Personal Loans and Short-Term PLs in the Lending Marketplace would directly compete with Xpress Cash and PaySense — LazyPay's own products. The design decision was to only surface these marketplace offerings to users who were declined from in-house products, turning a rejection into a recovery experience.

Why Trust Indicators Were Non-Negotiable

First-time users explicitly looked for RBI compliance badges and brand associations. In a market flooded with fraudulent financial apps, visual trust signals weren't optional — they were conversion-critical. We recommended reinforcing these at multiple points: splash screen, homepage, product landing pages, and KYC flows.

My Role

As Sr Director of Design at PayU Credit, I led the design strategy for the marketplace from research through to product direction.
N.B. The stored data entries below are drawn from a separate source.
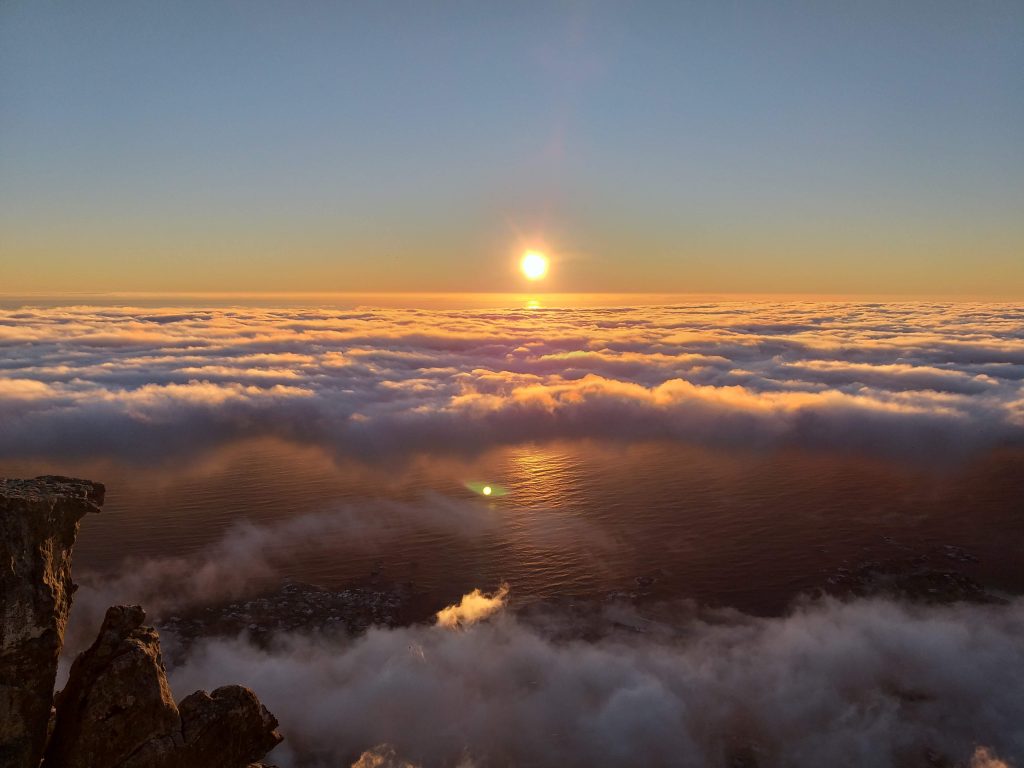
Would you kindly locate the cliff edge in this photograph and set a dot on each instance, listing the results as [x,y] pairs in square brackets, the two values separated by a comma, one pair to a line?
[117,710]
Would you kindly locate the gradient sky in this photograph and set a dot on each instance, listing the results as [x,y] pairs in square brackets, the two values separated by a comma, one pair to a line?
[859,147]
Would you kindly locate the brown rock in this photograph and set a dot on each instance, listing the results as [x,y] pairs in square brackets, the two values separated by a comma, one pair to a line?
[38,524]
[117,710]
[117,697]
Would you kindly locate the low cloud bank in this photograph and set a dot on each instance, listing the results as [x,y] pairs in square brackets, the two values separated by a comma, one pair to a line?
[864,683]
[915,379]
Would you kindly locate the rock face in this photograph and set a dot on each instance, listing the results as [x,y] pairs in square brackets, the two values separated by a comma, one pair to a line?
[117,710]
[38,524]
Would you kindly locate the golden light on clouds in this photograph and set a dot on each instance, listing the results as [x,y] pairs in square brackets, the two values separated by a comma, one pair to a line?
[534,265]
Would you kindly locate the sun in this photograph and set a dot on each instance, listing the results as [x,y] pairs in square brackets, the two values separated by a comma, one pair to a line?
[534,264]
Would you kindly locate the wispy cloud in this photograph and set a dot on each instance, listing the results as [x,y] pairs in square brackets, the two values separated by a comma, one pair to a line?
[863,683]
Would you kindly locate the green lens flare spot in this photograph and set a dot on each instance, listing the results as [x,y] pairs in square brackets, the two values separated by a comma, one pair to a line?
[488,489]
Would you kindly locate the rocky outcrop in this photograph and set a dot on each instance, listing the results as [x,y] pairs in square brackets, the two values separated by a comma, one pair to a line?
[38,525]
[117,710]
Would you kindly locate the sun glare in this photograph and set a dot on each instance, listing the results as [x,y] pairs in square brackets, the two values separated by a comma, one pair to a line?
[534,264]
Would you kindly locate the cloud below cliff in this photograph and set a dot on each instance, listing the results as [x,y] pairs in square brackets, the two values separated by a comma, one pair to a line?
[863,683]
[914,379]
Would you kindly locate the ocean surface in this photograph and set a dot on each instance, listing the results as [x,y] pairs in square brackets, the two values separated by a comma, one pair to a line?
[573,512]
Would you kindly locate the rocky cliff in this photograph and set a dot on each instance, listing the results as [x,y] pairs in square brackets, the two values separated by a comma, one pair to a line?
[117,710]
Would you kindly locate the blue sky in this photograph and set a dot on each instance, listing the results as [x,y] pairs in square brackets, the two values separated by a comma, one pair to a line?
[870,147]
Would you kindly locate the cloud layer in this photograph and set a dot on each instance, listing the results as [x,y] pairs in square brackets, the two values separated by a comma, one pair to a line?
[921,379]
[868,683]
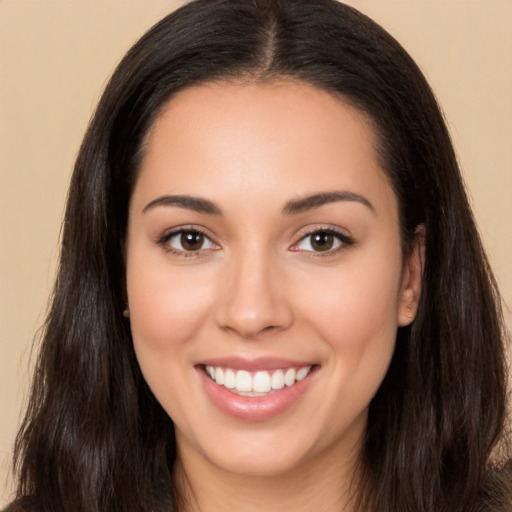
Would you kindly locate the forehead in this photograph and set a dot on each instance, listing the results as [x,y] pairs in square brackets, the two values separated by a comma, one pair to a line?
[285,137]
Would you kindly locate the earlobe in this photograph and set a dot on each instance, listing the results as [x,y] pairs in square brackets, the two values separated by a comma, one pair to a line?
[410,290]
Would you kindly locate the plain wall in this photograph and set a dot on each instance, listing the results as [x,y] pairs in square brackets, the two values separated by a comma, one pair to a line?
[55,57]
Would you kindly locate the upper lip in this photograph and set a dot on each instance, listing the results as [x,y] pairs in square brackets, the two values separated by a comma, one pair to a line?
[254,364]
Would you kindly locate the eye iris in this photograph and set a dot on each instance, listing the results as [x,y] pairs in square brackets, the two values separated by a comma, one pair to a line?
[322,241]
[192,241]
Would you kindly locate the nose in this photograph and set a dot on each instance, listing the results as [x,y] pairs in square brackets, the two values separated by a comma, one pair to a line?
[254,297]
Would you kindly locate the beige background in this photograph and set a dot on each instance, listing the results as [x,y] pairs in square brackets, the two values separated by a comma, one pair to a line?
[55,57]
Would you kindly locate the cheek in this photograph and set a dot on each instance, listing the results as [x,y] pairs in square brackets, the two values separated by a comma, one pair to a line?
[167,306]
[355,312]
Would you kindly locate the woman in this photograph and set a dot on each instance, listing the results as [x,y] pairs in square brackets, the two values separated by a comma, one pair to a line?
[272,294]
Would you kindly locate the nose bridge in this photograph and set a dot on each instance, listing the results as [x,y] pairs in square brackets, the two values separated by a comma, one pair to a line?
[254,299]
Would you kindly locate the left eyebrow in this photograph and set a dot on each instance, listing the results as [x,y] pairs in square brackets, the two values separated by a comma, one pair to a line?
[317,200]
[196,204]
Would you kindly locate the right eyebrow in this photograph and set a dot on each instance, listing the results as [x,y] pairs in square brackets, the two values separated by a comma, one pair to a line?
[196,204]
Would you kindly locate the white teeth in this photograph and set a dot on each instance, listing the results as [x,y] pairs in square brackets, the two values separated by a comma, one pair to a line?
[229,379]
[303,372]
[278,379]
[219,376]
[243,381]
[259,383]
[289,377]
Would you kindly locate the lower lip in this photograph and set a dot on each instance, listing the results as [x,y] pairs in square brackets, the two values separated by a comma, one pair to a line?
[258,408]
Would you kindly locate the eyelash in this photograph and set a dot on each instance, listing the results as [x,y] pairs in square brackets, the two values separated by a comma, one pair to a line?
[183,253]
[343,239]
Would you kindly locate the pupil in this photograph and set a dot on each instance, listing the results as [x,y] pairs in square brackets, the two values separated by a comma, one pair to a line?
[322,241]
[191,241]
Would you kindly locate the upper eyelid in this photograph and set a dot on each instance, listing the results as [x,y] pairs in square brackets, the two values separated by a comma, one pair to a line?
[299,234]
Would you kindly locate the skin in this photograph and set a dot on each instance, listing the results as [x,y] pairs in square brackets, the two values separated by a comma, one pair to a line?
[255,288]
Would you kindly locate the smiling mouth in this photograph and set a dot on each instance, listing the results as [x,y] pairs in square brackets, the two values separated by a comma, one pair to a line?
[259,383]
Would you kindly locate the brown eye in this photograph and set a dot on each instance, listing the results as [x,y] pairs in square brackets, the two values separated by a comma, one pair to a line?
[192,240]
[187,241]
[322,241]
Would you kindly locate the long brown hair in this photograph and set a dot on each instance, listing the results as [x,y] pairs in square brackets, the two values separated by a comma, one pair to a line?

I commissioned and oversaw the Positioning Study that became the foundational document for how LazyPay understood its users' relationship with credit. I directed the prototype testing that resolved the homepage architecture debate, ran the design sprint that produced the marketplace concept direction, and established the design principles that governed every screen.

I managed the design team through this initiative — coaching managers like Rajiv and John on balancing IC work with people management, creating growth paths for researchers like Apoorva and Komal, and ensuring content strategy (Mohana) was integrated from project kickoff rather than bolted on at the end. The marketplace work became a vehicle for the team's growth as much as a product initiative.